Muslims file suit against work uniforms

A group of Muslim workers at a tortilla factory have filed suit for religious discrimination after their employer required them to wear the uniforms that other employees wear. The factory claims that the loose-fitting scarves and dresses worn by Muslim women represent a safety risk. CAIR, who has unsurprisingly provided support for the lawsuit, says Gruma is simply bigoted:

A group of Muslim workers allege they were fired by a New Brighton tortilla factory for refusing to wear uniforms that they say were immodest by Islamic standards.

Six Somali women claim they were ordered by a manager to wear pants and shirts to work instead of their traditional Islamic clothing of loose-fitting skirts and scarves, according to the Council on American-Islamic Relations (CAIR), a civil liberties group that is representing the women.

The women have filed a religious discrimination complaint with the federal Equal Employment Opportunity Commission. …

Gruma Corp., the Irving, Texas-based parent company of Mission Foods, released a written statement Tuesday denying that any employees were terminated or disciplined at the New Brighton plant. However, the company made clear the six women have been relieved of their responsibilities for the time being, and may ultimately lose their jobs if they don’t wear uniforms.

The women and CAIR claim that their jobs didn’t have any safety issues with loose clothing, but in the same breath note that the women work near a conveyor belt. Even at low speeds, loose clothing can tangle in machinery and cause injury, or at least damage to the machines. Moving in the same area of those machines also presents a safety risk, even if the specific job responsibilities are somewhere else in the factory.
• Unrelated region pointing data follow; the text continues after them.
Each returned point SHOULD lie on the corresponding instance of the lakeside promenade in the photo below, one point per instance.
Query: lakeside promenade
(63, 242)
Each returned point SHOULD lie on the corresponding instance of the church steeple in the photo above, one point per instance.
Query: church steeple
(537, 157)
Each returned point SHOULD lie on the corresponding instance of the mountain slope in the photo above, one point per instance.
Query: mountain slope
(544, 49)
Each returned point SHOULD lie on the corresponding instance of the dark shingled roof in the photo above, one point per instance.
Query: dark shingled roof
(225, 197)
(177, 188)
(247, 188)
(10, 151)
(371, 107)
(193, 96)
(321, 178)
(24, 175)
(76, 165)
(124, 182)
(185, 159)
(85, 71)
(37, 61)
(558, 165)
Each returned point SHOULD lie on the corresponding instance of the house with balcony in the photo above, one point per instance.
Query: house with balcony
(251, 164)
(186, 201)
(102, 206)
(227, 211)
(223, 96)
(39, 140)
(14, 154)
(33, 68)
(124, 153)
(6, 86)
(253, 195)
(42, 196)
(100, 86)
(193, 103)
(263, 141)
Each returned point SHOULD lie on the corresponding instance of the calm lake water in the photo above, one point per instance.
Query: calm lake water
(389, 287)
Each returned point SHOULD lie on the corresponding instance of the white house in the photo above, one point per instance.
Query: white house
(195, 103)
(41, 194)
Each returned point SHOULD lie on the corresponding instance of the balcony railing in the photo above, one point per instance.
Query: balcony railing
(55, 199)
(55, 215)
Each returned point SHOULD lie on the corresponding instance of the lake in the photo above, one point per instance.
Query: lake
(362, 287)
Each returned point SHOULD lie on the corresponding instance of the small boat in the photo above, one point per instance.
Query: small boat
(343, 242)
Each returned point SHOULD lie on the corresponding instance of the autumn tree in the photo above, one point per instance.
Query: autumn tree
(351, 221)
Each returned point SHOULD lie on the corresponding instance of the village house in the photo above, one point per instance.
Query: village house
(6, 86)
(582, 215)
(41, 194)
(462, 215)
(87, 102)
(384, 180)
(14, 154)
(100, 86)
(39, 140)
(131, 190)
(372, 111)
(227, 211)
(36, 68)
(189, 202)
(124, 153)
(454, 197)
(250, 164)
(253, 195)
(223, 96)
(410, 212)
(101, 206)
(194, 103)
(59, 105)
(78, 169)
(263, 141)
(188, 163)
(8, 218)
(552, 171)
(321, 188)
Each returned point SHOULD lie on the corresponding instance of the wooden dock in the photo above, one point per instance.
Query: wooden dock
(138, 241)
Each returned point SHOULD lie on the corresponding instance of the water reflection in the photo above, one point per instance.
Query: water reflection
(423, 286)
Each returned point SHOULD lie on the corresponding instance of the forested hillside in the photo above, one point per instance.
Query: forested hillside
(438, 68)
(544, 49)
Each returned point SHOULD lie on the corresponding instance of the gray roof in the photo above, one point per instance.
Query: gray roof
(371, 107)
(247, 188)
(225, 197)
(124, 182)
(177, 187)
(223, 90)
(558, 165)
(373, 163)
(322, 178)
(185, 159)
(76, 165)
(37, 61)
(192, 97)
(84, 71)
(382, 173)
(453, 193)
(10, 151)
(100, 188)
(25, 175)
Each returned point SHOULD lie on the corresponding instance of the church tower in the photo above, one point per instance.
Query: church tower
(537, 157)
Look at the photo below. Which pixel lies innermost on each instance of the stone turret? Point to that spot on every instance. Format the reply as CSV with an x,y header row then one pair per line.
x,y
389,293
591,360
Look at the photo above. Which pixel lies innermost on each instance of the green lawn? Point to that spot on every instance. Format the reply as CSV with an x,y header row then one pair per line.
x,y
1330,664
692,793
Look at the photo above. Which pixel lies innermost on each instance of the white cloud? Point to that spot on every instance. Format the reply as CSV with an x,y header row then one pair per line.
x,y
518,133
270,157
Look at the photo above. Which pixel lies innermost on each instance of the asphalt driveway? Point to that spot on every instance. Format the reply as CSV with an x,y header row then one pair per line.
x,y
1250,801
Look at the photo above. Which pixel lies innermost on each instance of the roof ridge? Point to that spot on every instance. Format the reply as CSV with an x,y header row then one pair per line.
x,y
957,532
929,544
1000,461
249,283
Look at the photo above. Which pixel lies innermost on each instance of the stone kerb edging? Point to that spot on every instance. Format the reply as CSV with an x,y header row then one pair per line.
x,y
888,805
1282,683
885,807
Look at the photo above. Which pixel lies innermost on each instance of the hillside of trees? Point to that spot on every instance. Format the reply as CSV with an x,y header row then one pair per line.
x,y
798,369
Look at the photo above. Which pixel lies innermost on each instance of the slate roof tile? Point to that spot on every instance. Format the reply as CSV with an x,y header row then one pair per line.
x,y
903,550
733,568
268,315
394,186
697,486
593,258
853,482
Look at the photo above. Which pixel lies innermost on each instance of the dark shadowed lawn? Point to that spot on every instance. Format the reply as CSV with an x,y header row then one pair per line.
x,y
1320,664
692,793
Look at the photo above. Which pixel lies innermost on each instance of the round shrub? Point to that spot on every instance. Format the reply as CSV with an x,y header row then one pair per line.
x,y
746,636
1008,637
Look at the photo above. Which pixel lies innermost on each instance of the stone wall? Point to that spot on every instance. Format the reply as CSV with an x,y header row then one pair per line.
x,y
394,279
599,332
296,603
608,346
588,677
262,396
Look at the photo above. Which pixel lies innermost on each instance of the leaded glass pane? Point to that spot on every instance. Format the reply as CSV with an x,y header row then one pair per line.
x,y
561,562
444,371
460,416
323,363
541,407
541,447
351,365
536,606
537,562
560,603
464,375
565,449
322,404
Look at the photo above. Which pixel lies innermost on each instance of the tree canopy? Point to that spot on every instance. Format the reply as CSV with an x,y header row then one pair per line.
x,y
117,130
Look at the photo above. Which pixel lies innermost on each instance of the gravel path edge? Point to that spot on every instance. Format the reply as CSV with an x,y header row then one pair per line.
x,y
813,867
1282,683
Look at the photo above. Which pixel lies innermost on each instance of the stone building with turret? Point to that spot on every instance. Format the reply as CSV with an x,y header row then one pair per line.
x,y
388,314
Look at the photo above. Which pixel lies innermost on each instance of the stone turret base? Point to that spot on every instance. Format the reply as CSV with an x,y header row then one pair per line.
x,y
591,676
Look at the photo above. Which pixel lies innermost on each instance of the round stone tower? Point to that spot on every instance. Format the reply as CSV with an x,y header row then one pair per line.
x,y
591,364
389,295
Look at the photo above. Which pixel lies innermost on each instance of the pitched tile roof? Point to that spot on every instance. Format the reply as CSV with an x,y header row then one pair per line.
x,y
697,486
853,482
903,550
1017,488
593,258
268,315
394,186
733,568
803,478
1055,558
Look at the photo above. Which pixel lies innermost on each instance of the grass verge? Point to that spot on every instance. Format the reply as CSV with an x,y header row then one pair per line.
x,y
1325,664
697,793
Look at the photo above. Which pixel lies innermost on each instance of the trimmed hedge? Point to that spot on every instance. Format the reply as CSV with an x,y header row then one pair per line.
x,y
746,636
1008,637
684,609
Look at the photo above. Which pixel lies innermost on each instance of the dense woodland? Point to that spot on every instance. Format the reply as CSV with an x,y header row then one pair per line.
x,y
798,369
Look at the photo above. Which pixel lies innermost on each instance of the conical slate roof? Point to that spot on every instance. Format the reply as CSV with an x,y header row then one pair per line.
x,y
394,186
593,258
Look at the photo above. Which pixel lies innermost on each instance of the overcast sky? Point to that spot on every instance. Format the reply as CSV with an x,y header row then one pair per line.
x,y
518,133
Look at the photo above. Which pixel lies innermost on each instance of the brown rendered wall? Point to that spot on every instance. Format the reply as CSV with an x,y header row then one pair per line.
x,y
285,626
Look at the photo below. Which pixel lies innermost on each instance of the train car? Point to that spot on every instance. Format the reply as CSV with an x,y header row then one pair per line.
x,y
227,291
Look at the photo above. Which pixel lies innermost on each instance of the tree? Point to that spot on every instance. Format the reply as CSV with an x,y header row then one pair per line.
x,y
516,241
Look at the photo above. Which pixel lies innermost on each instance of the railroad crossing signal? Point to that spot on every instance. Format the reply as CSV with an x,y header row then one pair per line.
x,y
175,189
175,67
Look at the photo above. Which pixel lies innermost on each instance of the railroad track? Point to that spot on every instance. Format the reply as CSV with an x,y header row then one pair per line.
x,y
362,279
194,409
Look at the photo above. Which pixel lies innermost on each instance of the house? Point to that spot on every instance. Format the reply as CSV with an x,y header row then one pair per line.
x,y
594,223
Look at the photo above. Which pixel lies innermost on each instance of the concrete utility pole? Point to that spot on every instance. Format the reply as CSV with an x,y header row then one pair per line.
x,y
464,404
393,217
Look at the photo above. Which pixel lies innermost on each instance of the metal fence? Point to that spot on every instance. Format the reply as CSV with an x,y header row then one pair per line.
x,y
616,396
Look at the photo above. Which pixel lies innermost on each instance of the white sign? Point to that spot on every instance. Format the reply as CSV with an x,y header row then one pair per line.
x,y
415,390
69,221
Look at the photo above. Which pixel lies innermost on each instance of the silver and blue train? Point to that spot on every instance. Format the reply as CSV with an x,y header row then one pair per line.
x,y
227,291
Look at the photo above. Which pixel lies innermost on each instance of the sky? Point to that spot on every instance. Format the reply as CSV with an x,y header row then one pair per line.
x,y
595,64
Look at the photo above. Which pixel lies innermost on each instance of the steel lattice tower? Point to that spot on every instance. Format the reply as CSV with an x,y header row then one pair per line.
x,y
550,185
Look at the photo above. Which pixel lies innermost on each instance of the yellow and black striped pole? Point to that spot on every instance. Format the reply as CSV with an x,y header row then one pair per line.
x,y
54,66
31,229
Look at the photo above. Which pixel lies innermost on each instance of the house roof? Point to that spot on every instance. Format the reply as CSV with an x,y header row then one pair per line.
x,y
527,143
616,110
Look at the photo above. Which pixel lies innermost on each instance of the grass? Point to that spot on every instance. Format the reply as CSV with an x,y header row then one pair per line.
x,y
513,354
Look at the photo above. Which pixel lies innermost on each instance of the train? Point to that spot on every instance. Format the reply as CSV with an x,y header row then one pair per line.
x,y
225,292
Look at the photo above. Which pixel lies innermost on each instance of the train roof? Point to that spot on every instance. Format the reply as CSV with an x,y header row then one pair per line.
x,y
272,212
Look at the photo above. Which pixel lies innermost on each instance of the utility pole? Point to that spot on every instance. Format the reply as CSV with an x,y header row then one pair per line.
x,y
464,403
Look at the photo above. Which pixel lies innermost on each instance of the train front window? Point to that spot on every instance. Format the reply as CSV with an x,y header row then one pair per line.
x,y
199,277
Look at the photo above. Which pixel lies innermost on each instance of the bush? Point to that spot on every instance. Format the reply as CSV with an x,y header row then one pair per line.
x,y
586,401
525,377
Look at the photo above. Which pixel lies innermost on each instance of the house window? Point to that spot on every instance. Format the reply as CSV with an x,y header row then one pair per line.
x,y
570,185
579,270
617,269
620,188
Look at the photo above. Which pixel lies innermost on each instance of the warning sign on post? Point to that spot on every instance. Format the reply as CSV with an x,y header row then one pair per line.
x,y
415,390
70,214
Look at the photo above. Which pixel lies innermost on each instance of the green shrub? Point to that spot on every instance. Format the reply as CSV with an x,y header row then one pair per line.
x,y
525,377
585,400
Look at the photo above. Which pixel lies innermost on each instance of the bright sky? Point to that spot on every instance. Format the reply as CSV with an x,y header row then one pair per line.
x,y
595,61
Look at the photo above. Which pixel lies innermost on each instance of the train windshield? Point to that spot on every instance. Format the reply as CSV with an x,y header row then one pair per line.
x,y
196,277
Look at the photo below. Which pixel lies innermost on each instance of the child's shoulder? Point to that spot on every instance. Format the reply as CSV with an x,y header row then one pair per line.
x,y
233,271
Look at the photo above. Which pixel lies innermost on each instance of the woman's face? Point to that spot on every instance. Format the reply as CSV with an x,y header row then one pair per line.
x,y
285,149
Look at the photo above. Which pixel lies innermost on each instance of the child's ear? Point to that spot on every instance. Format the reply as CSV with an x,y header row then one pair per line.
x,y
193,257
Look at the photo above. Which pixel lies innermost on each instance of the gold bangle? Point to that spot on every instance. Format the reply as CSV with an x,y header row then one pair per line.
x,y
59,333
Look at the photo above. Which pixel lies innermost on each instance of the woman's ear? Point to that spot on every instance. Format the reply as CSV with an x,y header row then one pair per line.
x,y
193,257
The employer has the right to set work conditions in the factory for safety and efficiency. If other employees are required to wear uniforms, then all employees should wear uniforms, especially in areas where injuries or contamination could occur. Employees who do not wish to wear uniforms should find other work. That seems simple enough. And like my radio partner Mitch Berg suggests, I suspect OSHA would have a problem with anyone wearing long, flowing clothing anywhere near conveyor belts and similar machinery.
However, here in Minnesota, that lesson still hasn’t sunk in with a small minority of the Somali immigrant population. CAIR, which has its eye out for any kind of nonsense on which to gain national notoriety, promotes this false victimology. Whether it be Target clerks who won’t scan pork products or cab drivers who resist carrying guide dogs and bags with alcohol, that small percentage of Somali immigrants wants the entire community to bend to their rules rather than assimilate into American culture — and they want the courts to enforce their rules as well.

In the meantime, maybe we’ll add more Mexican food to the menu this week and buy a couple of packages of Mission tortillas.